Schlumpies & Dumpies,” posted on 2.11.15:

“Put simply, guys who got the girl used to look like guys who got the girl. And girls who attracted a lot of guys used to look like girls who attracted a lot of guys. But no longer. By today’s standards any homely or marginal or bearded, overfed, gross-looking guy or girl can hook up with good-looking types and nobody bats an eyelash.

“Blubbery Seth Rogen getting lucky with and impregnating Katherine Heigl in Knocked Up…uh-huh. Rogen married to and boinking Rose Byrne every which way in Neighbors…if you say so. Mark Duplass making sensitive-guy moves on Melissa McCarthy in Tammy…really? The bulky, nearly bald Steve Zissis connecting with Amanda Peet on HBO’s Togetherness…right. Anne Hathaway being sufficiently taken with Rafe Spall to move in with him in One Day…remarkable. The obviously desirable Anna Kendrick and Keira Knightley finding dweeby twee-male Mark Webber attractive and beddable in Lynn Shelton‘s Laggies and Joe Swanberg‘s Happy Christmas, respectively. Complete bullshit in a sense but Apatow’s rules of attraction have been sinking in for years and so we’re all buying it.

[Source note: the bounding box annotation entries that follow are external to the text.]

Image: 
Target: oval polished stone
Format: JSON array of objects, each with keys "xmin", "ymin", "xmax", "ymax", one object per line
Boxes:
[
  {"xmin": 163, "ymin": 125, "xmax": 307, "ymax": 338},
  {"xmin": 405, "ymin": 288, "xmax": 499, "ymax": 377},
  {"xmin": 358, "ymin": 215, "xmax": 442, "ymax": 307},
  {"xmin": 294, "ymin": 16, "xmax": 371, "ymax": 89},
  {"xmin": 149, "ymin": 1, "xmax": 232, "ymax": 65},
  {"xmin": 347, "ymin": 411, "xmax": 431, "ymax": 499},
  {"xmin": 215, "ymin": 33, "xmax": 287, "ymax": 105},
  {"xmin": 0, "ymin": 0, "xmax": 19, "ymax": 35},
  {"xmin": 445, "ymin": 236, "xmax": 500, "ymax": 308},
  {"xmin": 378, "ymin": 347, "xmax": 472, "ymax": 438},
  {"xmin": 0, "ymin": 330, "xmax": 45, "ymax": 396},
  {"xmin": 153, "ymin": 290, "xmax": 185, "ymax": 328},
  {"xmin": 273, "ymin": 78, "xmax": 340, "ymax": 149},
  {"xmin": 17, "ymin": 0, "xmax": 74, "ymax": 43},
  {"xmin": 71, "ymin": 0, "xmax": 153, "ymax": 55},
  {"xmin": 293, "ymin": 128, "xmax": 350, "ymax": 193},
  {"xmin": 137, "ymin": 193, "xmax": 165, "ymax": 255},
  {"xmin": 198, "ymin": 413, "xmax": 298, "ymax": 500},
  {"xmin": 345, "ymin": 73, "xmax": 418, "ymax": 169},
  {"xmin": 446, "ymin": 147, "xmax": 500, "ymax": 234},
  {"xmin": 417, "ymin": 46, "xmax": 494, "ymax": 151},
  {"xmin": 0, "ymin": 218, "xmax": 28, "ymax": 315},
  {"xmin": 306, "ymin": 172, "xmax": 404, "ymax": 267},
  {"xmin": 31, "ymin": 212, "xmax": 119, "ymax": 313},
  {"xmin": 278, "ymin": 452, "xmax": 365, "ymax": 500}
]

“Movies have been a thriving industry for a little over a century now, and for most of this period romantic male leads were cut from a certain cloth. There are two categories, of course — studly, straight-arrow romantic leads (everyone from Cary Grant to Van Johnson to William Holden to Steve McQueen to Ben Affleck to Brenton Thwaites) to less studly, mostly pleasing but less-than-drop-dead sexy romantic male also-rans or “best friends” (i.e., Ralph Bellamy back in the ’30s, Wendell Corey in the ’50s).

“Romantic male leads used to be guys whom (a) women could pleasurably imagine going to bed with and/or marrying, and (b) straight guys recognized as superior alpha males with excellent genes. But Apatow has stepped in and said ‘fuck all that superior genes stuff….schlubby genes are actually pretty nice.’

“What’s changed is not only the quality of the alphas but the romantic also-rans — i.e., the guys who never got the girl. Over the last decade or so the rise of cheap digital cinema and…whatever, the Sundance Film Festival aesthetic plus downswirling GenY-ish attitudes plus a few Apatow-perpetrated scenarios have ushered in a politically correct notion that dweeby, dorky-looking guys or less-than-drop-dead-knockout girls (i.e., Lena Dunham being the standard-bearer) are just as acceptable in a romantic context as anyone else.”